Re: OpenSSL randomness seeding

On Tue, Jul 21, 2020 at 02:13:32PM +0200, Daniel Gustafsson wrote:
> The silver lining here is that while OpenSSL nooped RAND_cleanup, they also
> changed what is mixed into seeding so we are still not sharing a sequence. To
> fix this, changing the RAND_cleanup call to RAND_poll should be enough to
> ensure re-seeding after forking across all supported OpenSSL versions. Patch
> 0001 implements this along with a comment referencing when it can be removed
> (which most likely won't be for quite some time).
>
> Another thing that stood out when reviewing this code is that we optimize for
> RAND_poll failing in pg_strong_random, when we already have RAND_status
> checking for a sufficiently seeded RNG for us.
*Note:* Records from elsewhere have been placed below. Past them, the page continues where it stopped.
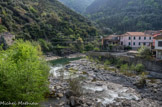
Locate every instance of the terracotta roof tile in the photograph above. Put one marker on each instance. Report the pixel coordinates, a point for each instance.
(158, 37)
(136, 34)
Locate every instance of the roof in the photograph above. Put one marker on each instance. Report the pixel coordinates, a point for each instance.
(136, 34)
(151, 32)
(111, 37)
(158, 37)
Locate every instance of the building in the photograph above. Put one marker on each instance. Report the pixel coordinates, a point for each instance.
(136, 39)
(110, 40)
(112, 43)
(158, 46)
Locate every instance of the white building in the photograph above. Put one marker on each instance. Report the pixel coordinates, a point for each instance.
(136, 39)
(158, 46)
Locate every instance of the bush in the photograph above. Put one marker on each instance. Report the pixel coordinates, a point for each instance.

ISTM that we can simplify the
> code by letting RAND_status do the work as per 0002, and also (while unlikely)
> survive any transient failures in RAND_poll by allowing all the retries we've
> defined for the loop.

> Thoughts on these?

These look good. I'll push them on Saturday or later. I wondered whether to
do both RAND_cleanup() and RAND_poll(), to purge all traces of the old seed on
versions supporting both. Since that would strictly (albeit negligibly)
increase seed predictability, I like your decision here.

Do you happen to know how OpenSSL 1.1.1 changed its reaction to forks in order
to make the RAND_poll() superfluous? (No need to research it if you don't.)